The COA creates a solid structure for the family office’s accounting system. But its full benefit is realized only by incorporating the best practices in recording transactions.

While families normally have a reasonable understanding of their income, the full scope and magnitude of expenses is not always clear. This applies to both investment-related as well as personal expenses. By focusing on just the income, they see only half of the picture.

Tracking investment-related expenses is crucial for calculating net return on investments. The potential for tax deductibility of expenditures must also be considered and accounted for.

The family should also track personal, office and other spending. This is a precursor to better decision making on one’s cash flow and long-term financial planning.

Balance Sheet and Income Statement

Income and expense should be recorded on an accrual or cash basis as per applicable accounting standards. Then it must be reconciled against actual realization and incurrence respectively. Such recording and monitoring must happen on a weekly basis. Where discrepancies exist, it is important to follow up promptly.

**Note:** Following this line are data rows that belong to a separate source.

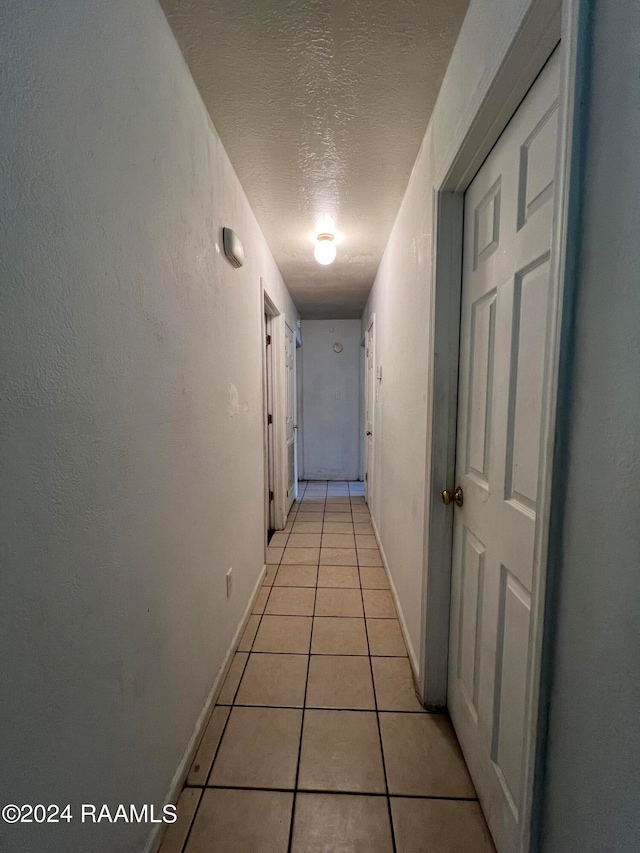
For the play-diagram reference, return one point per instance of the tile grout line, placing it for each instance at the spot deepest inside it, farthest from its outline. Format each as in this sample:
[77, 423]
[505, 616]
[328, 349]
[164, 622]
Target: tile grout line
[304, 703]
[249, 653]
[377, 712]
[226, 722]
[337, 793]
[193, 819]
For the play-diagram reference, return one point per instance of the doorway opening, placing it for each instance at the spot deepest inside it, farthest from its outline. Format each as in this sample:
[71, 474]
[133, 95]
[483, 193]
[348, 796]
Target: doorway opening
[484, 608]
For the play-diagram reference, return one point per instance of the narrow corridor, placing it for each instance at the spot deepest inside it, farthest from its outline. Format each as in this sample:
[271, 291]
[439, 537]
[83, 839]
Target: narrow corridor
[318, 741]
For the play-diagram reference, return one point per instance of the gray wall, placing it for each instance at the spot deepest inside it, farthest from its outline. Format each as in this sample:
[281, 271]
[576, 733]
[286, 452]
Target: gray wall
[331, 426]
[593, 774]
[131, 425]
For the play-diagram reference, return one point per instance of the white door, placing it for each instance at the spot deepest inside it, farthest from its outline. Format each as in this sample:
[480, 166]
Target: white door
[290, 411]
[503, 340]
[370, 399]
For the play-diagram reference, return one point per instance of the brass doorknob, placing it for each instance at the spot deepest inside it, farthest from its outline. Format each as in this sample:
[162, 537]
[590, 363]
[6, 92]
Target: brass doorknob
[452, 497]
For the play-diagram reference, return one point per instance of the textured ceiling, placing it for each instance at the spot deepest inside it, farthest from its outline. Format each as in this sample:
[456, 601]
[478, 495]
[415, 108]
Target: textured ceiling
[321, 106]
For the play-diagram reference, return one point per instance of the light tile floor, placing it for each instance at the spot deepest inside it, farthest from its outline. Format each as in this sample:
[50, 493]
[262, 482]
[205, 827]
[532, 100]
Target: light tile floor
[318, 742]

Appendix 1 contains the standard operating practices that an accountant should follow to accurately journalize and reconcile key transactions.

Capital transactions involving fixed assets and notional charges such as depreciation are an important part of running a family office too. Appendix 2 contains the standard operating practices for fixed assets procurement, disposal, physical verification and depreciation.

Regular broker, custodian and bank reconciliations are an essential part of data verification and controls. Standard procedures around them can be found in Appendix 3.

Essential activities around financial period closings and reporting are included in Appendix 4.

Statement of Cash Flows

A statement of cash flows should be prepared periodically (at least monthly) to estimate funds required for the period. It should be prepared for 3 months on a rolling basis to provide better information to support investment decisions.

The statement should consist of funds expected to be received (inflow) and expected pay-outs (outflow). The inflow should include income and maturity of investments. The outflow should include expenses for the period. Details of inflow and outflow should be obtained from those with knowledge, verified by the accounts team and approved by the head of accounts.

The forecasted statement of cash flows should be compared with the actual cash flow statement for the period. Any large variances warrant a root-cause analysis for discrepancies and resolution.